Une réévaluation de la pertinence de l’adhésion du Congo à la SADC et plus particulièrement à celle de la Communauté d’Afrique de l’Est (CAE) s’avère donc indispensable et vitale pour la stabilité et la souveraineté de la RDC. Dans un monde où les alliances sont fragiles et où les intérêts priment souvent sur la solidarité, les autorités congolaises doivent impérativement renforcer l’armée pour assurer le respect et la sécurité dans la région, en tenant compte des neuf frontières à défendre.
Il est également essentiel d’investir massivement dans la recherche scientifique pour développer des moyens de dissuasion efficaces et assurer la protection durable du pays. Pour le reste, le dialogue avec le M23/AFC, bien qu’il puisse sembler être une voie vers la paix, ne doit pas être abordé sans une compréhension approfondie des dynamiques complexes qui sous-tendent le conflit en République Démocratique du Congo.

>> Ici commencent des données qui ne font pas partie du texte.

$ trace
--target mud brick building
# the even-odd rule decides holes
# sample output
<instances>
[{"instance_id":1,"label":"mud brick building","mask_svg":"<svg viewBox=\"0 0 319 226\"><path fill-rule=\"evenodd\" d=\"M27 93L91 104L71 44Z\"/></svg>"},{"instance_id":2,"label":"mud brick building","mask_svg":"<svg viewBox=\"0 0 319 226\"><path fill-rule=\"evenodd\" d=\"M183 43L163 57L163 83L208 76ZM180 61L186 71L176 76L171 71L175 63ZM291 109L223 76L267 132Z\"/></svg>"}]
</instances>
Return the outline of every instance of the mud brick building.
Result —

Les tragédies de l’Est ont laissé des cicatrices profondes, et tout processus de paix doit impérativement inclure la reconnaissance des souffrances endurées par la population. La RDC, par respect pour sa culture bantoue, doit faire le deuil et pleurer ses morts innocents pour enfin connaître une paix intérieure nécessaire au lancement du processus de reconstruction de la cohésion nationale.

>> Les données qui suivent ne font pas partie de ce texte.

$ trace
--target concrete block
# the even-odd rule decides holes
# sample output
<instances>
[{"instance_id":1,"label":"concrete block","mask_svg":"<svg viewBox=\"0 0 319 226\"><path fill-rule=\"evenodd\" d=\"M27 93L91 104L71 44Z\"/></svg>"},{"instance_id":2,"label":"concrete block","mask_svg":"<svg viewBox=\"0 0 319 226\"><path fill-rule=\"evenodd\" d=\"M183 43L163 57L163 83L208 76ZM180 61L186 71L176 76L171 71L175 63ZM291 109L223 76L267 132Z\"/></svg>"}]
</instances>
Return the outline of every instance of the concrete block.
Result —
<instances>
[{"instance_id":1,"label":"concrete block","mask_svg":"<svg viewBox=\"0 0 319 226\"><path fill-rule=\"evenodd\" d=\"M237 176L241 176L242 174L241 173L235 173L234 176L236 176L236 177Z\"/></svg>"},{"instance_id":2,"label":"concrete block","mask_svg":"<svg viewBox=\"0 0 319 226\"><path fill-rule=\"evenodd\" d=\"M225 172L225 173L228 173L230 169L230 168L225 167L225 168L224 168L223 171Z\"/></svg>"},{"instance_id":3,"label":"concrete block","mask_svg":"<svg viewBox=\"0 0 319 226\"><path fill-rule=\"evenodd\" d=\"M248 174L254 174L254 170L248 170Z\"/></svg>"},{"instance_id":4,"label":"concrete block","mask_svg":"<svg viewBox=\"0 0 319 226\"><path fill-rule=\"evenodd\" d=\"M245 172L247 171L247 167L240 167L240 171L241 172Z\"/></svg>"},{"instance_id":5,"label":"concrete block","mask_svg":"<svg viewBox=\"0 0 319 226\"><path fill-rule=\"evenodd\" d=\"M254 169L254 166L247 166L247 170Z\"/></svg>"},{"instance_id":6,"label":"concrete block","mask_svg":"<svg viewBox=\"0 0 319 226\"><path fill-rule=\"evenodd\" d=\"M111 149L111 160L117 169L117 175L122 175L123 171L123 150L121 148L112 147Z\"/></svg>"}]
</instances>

Avec toutes ces guerres qui lui sont imposées à l’Est depuis maintenant trois décennies, les victimes congolaises équivalent à la somme des populations du Congo-Brazzaville, de la Guinée Equatoriale, de la République centrafricaine et du Gabon réunies, soit plus de 10 millions de morts. Pour que le dialogue soit véritablement constructif et mette fin une bonne fois pour toutes à cette souffrance, il est essentiel d’adopter une approche inclusive et méthodique, qui s’attaque aux causes profondes du conflit et assure la justice pour les victimes.
En outre, la RDC doit également repenser ses alliances internationales, en évaluant soigneusement ses partenariats régionaux et en renforçant ses capacités de défense nationale. Investir dans une armée robuste et dans la recherche scientifique pour développer des technologies de dissuasion peut offrir une sécurité durable et préserver la souveraineté du pays.
En fin de compte, la paix ne pourra être durable qu’à travers un engagement sincère et collectif de toutes les parties prenantes y compris et surtout de la société civile, tant au niveau national qu’international, pour construire un avenir où les intérêts de la population congolaise sont véritablement au cœur des préoccupations de tous.